Hinnemann v. . Rosenback

[EDITORS' NOTE: THIS PAGE CONTAINS HEADNOTES. HEADNOTES ARE NOT AN OFFICIAL PRODUCT OF THE COURT, THEREFORE THEY ARE NOT DISPLAYED.] *Page 100 I am satisfied, after a careful examination of this case, that the referee committed no error, in admitting the parol evidence to aid in the interpretation of this contract, which can prejudice the plaintiff; and that he gave the correct construction to this agreement. The language of the contract itself favors the construction put upon it by the referee. By the terms of the contract, the defendant was to pay Hinnemann for the construction of this dwelling-house, the sum of $1,700, lawful money of the United States, and convey to him the house and lot on the corner of Mulberry and Jackson streets by deed to said Hinnemann, upon the signing of the agreement, and the house on the lot on Jefferson street, and to pay him "five hundreddollars in an order on Messrs.
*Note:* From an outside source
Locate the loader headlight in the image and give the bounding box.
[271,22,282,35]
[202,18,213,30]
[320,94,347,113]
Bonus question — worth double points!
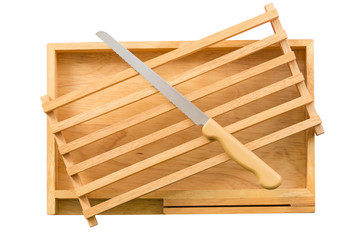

Woodruff Taylor, of Oswego."

It is not a reasonable construction of the contract itself to hold, that these parties meant a cash draft on Woodruff Taylor. He was to pay $1,700 in cash, and $500 in an order on Woodruff Taylor, of Oswego. The legal definition of an order does not ordinarily mean a cash draft. BOUVIER says that "an informal bill of exchange on paper which requires one person to pay or deliver to another goods on account of the maker, to a third party, is called an order." (2 Bouv. Law Dic., Little Ord. 251.) While a draft or bill of exchange is defined to be an open letter of request from, and order by, one person on another to pay a sum of money therein mentioned to a third person on demand, or at a future time therein specified (1 Bouv. Law. Dic. 189), a draft at the present day is the common term for a bill of exchange. (1 Burr. Law Dic. 401.) The title "draft" or "draft *Page 101 and bill of exchange" are used indiscriminately. Edwards says the bill of exchange, popularly termed a draft, is in the form of an open letter directing, to whom it is addressed, to pay the sum of money therein specified to a third person named in the instrument, on account of the writer or person by whom it is drawn. (Edw. on Bills and Prom. Notes, 41; Chitty on Bills, 130, 154.) It must be payable in money. (Thompson v. Sloan, 23 W., 73; Cook v. Satterlee, 6 Cow. 108; 5 id. 186.) Not so with an order; the more common definition is that given by BOUVIER as an order to pay goods on account of the maker to a third person.

It was only necessary in this case to prove that Woodruff Taylor were manufacturers of these articles, necessarily used at house building, to raise a reasonable presumption that it was the intention of these parties that this order should be for such articles, especially, it was proved that these parties knew that such was the business of Woodruff Taylor. We cannot shut our eyes to the fact, that the plaintiff was, in this agreement, entering into a contract to build a dwelling-house for the defendant, when these very materials would be required in its construction, and when we add to this, the fact, that the defendant in the contract agreed to pay $1,700 in cash, and an order on Woodruff Taylor for $500; the presumption is very strong, that this order did not mean a cash draft on them. To my mind it is clear. Be this as it may, if the matter was left in doubt, it was certainly competent to remove it, by the parol evidence in the case. The rule is a common one, to receive evidence external to the contract in aid of the interpretation of its language. Such evidence, however, cannot be received to contradict or vary the terms of a written contract, and where the instrument has a settled legal meaning, its construction is not open to parol evidence. (2 Parsons on Contracts, 63.) But where, as in this case, the order may mean a money order, or an order payable in these kind of building materials, there can be no doubt that the interpretation of the language of the contract may be aided by extrinsic evidence, showing the intention of the parties in the use of the language *Page 102 in the particular instrument. (2 Parsons on Contracts, 76.)

I am quite inclined to the opinion, that it was not competent for the defendant to prove that he held a note or due-bill made by Woodruff Taylor, payable in these materials. Its admission, however, affords no ground for granting a new trial, for the case is too clear for the defendant, without this evidence, to be doubted. If this evidence were out of the case, the finding must have been the same, and were the finding otherwise, it would be erroneous.

The judgment of the Supreme Court must be affirmed.